4. Pour the liquid into the prepared colander. Wrap the curds in the cloth and gently rinse under cold water for a few seconds. Then, using your hands, squeeze the cloth to remove the excess water. This also helps to remove some of the sourness from the lemon juice/vinegar.
5. To drain the liquid, place the curds wrapped in the cheesecloth on a cutting board. Place a heavy pan (cast iron works well) on top. Then place a few cans in the pan. Drain for at least 2 hours and at most overnight. The longer the cheese is drained, the firmer the final product.


  1. Super nice, Ms. Meanie. I'm making this for sure-sounds wonderful for summer salads and such...me likey!

  2. Very informative! I'm guessing you just put chocolate chips on it and ate it like that.

  3. I have been wanting to make paneer for the longest! I've always known how easy it is to make it, but your process photos help out a lot. You knew I would love your comment about the textbooks, didn't ya! hahahaha I would love to read about algorithms *yawn* hah!!! Now I know what to do with all of my syntax and historical linguistics books - make paneer!

    I think you're going to make paneer tikka masala...or is that just wishful thinking...

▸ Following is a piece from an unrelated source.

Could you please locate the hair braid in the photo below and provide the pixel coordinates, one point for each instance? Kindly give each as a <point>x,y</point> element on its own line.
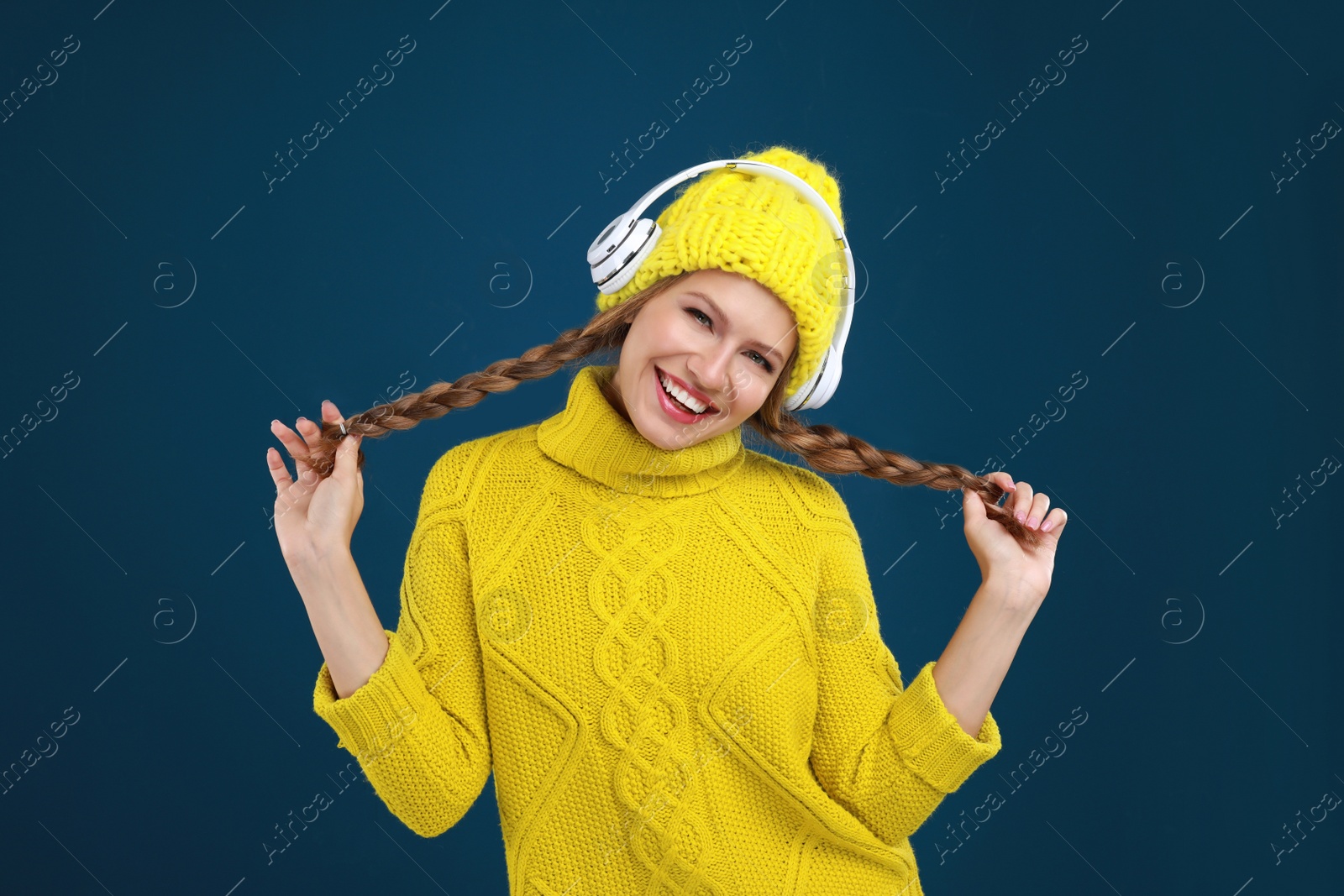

  4. The whey I heard can be used in bread baking recipes to replace water. It's very nutritious?

  5. I have always wanted to make my own paneer, but have been SUCH a baby about doing it! This looks fantastic. I'm definitely going to have to give it a shot. I am so impressed.

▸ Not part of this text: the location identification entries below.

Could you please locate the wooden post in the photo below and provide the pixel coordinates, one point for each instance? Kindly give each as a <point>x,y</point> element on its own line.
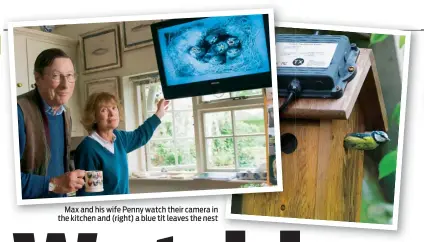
<point>321,179</point>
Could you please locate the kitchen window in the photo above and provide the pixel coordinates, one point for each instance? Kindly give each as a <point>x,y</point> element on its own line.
<point>222,132</point>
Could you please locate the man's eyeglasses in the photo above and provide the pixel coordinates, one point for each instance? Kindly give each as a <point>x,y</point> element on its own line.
<point>57,77</point>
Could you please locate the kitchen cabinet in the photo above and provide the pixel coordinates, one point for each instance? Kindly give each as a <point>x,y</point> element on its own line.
<point>28,44</point>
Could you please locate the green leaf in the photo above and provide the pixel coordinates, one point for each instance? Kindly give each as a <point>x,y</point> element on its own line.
<point>388,164</point>
<point>401,41</point>
<point>376,38</point>
<point>396,114</point>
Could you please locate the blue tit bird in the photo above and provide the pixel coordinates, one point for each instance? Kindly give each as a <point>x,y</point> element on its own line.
<point>233,53</point>
<point>233,42</point>
<point>212,39</point>
<point>220,47</point>
<point>365,141</point>
<point>216,60</point>
<point>197,52</point>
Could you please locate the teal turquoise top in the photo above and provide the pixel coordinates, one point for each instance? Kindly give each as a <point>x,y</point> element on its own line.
<point>91,155</point>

  6. This is on my list for a while now, and I have to say your post is probably my favorite of those I've read! It would totally break my heart to ditch the whey, too. I wonder if you could bake with it? I bet you could use it like a thin buttermilk... May be worth a shot!

  7. Paneer sounds a lot like the ricotta an old italian lady showed my how to make and it uses the whole milk with calcium lactate added. I'm just discovering a whole new world of making fresh cheese. Thanks!

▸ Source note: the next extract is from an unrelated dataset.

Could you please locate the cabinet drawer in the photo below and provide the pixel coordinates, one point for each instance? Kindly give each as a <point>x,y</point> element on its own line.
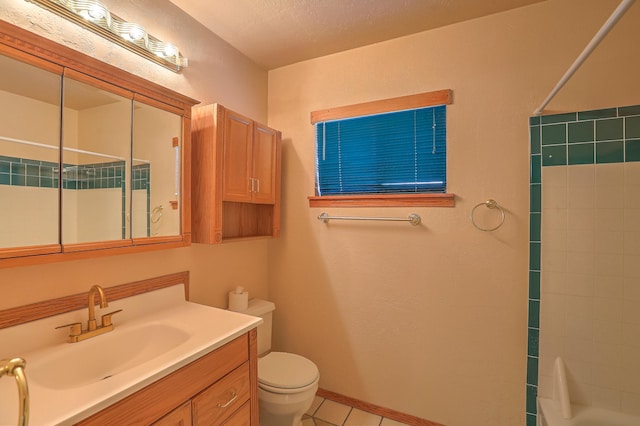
<point>181,416</point>
<point>220,400</point>
<point>157,399</point>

  8. What a coincidence because I was trying out some Indian recipes and one of which was green peas and paneer. I couldn't find paneer anywhere to buy. Well, guess I now can make my own fresh batch.

  9. mmm, curdy. :) i hope you find some way to make use of that whey--i'd hate to toss it too!

  10. I have a cheese making kit that says to use they whey instead of water in bread baking which sounds like a great idea... if you are a bread baker!

  11. Wow, you make your own paneer! I am impressed.

  12. As Eva Said, Whey can be used anywhere you use water. Like I use it to make dough for roti/puri/naan, daal, kadhi, sabji etc. Also you can store it in refrigerator for few days for similar usage.

  13. Hi :)
    I just made paneer, and it worked great. I used half a gallon of milk and only added 1/4 cup of vinegar (your recipe says to use 1/2 cup for a half gallon of milk). In between the pictures you mention that you add 1/2 cup vinegar to a gallon of milk, so I went with that ratio and ignored the actual recipe.
    Also, do you use whole milk, 2%, or skim? I used whole milk, but would like to use reduced fat milk next time, if that'd work equally well. And lastly, I'm wondering about the draining process: Do you really leave the paneer out on the counter overnight to drain? I'd assume it has to be refrigerated. Won't it go bad otherwise?
    Thanks for the inspiration, as always. You're really great! And, I hope you're not tired of hearing this, yet: I made your chocolate cupcakes yet again today, and they're still the best cake I ever had. Also, The One (you know, The One I'm going to marry three months from today) says hi to the bf ;)

  14. i'm on a cheese making bender now, so this is welcomed information! i've never had indian food, seems like this is a good place to start.

    i use whey to make bread and rolls. i use it to make a traditional romanian lettuce soup, it's kinda like a lemony egg drop, with lots of chopped lettuce. and i sometimes use it to make polenta. i have to check my recipe book, i'm sure there's more uses. grandma never wasted anything...

    glad to come across your stuff.

  15. Wonderful tutorial.

    PS - glad to see you have Muir Glen tomatoes - they're fabulous.

  16. How can I make this in a microwave?